Een andere minister, Ernst Kuipers van Volksgezondheid, Welzijn en Sport, kwam als gezegd kort geleden op bezoek in Emmen. Bij dat bezoek ging het onder andere over het regelen van de spoedzorg. Drenthe is een provincie waar relatief veel ouderen wonen en bovendien zijn de afstanden vaak groot. Daarom vergen spoedeisende zaken bij ons een andere aanpak dan bijvoorbeeld in de Randstad. Via De Drentse Gezondheidstafel hebben wij hiervoor met elkaar efficiënte oplossingen gevonden. Het zou ontzettend zonde zijn als regelgeving vanuit Den Haag die oplossingen doorkruist. Tijdens zijn bezoek konden wij de minister dat meegeven.

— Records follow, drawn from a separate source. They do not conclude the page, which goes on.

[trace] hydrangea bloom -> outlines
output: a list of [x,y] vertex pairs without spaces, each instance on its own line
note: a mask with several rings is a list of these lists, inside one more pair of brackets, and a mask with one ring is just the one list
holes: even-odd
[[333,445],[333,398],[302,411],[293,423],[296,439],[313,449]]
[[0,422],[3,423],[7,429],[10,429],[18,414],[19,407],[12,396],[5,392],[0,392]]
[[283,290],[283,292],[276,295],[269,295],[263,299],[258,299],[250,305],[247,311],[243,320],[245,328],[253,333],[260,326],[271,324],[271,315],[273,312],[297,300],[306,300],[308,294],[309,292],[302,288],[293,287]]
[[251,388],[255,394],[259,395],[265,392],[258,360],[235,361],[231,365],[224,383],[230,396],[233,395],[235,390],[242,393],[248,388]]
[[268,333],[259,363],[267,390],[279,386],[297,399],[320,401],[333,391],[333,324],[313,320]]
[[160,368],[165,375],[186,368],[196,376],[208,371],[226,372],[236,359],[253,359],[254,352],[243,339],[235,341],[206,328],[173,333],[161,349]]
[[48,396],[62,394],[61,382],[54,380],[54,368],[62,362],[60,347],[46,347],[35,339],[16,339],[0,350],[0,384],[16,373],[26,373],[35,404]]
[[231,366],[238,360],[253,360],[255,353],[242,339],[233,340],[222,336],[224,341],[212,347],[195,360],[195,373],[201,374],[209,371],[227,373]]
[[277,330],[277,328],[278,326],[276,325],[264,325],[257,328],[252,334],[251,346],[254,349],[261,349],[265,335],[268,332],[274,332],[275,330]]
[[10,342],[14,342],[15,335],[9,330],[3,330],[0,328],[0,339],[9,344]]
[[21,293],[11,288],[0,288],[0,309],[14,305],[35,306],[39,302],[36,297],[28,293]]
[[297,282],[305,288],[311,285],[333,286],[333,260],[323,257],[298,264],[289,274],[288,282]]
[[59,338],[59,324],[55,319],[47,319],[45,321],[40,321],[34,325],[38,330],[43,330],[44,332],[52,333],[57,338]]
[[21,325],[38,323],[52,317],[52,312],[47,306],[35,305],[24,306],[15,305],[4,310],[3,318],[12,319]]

Het zijn niet alleen bestuurlijke aangelegenheden die op mijn agenda staan. Zo mocht ik onlangs, op de grens van de boermarken Gees en Zwinderen, een ‘markesteen’ onthullen, samen met de mensen van de Vereniging Drentse Boermarken, Stichting Drents Agrarisch Erfgoed en burgemeester Renze Bergsma van Coevorden. Op verscheidene plekken in Drenthe liggen deze stenen. Ze markeerden eeuwenlang de grenzen tussen de verschillende boermarken. Een boermarke of markegenootschap is een middeleeuws collectief van boeren die samen het beheer en gebruik van hun gronden reguleerden. De komende tijd worden meer van deze stenen teruggeplaatst op plekken die vroeger de grenzen binnen de provincie Drenthe aangaven. Ik vind het heel mooi dat er aandacht is voor dit cultuurhistorisch erfgoed. Onze geschiedenis kan ons verbinden in Drenthe en dat is in de huidige tijd vol polarisatie zeer welkom. Het blijft immers onontbeerlijk, dat we naar elkaars verhalen luisteren en samen leven!
Tot besluit van deze column haal ik nog even een stokpaard van stal; over een paar maanden vinden de verkiezingen voor de Provinciale Staten plaats. Zet u woensdag 15 maart 2023 alvast in uw agenda? Want het is belangrijker dan ooit dat uw stem gehoord wordt. In het provinciehuis willen we graag weten, wat u belangrijk vindt voor Drenthe. Dus: 15 maart 2023, stemt allen!